The idea of being someone’s “keeper” based on knowing their true name is an intriguing crux of the story, and is largely the foundation of Sam and Abednego’s relationship. However, the potential lovers are separated for much of the first half of the book, and Sam becomes a pawn in a much larger game of the Hunters, Panthyrs and Guardians – a different type of prisoner in the “cold war” that has been raging between these magical races for centuries. When they are finally reunited, the strangely destined relationship between Sam and Abednego begins to take shape – with amusing and unexpected consequences.
There are a few issues with the flow of the book, namely the excessive exposition on the history of the magical world.
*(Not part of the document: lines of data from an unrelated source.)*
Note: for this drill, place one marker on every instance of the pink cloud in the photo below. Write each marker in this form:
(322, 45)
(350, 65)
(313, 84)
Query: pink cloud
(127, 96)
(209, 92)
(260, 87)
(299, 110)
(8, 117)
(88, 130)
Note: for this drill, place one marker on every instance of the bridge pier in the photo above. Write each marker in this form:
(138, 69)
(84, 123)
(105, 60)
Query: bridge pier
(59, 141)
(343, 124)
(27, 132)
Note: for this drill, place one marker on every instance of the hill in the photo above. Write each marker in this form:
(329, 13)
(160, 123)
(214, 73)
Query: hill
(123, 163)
While most of this is done through dialogue between Sam and various supporting characters, it is clearly meant to give readers a more complete picture of this literary universe. However, by deluging readers with so many characters, histories, legends and stories, the purpose and main line of the novel often gets lost. The plot doesn’t progress very quickly, and it seems quite convoluted, in addition to lacking a clear conflict that needs to be resolved. At certain points, the book reads like a romantic comedy in a mythological context; readers keep waiting for a satisfying plot twist that never comes.
The possible mating between a human “keeper” and a Horse Lord is certainly an interesting premise, but it doesn’t justify an entire novel, nor this expansively detailed world. The author could have focused on the plot being more exciting and dynamic, rather than meticulously designing and describing the history of the magical world and the backstory of its inhabitants.
The writing itself is simple and straightforward, with concise descriptions and an engaging tone, making it accessible to a broad range of readers. Furthermore, now that the exposition for the setting is out of the way, the stage is set for an expansive and entertaining series.
The ending isn’t exactly a cliffhanger, but it does leave plenty of questions unanswered, and the characters of Sam and Abednego are too interesting to abandon after a single book. Most of all, the author’s constant supply of creativity makes the next book in the series worth waiting for.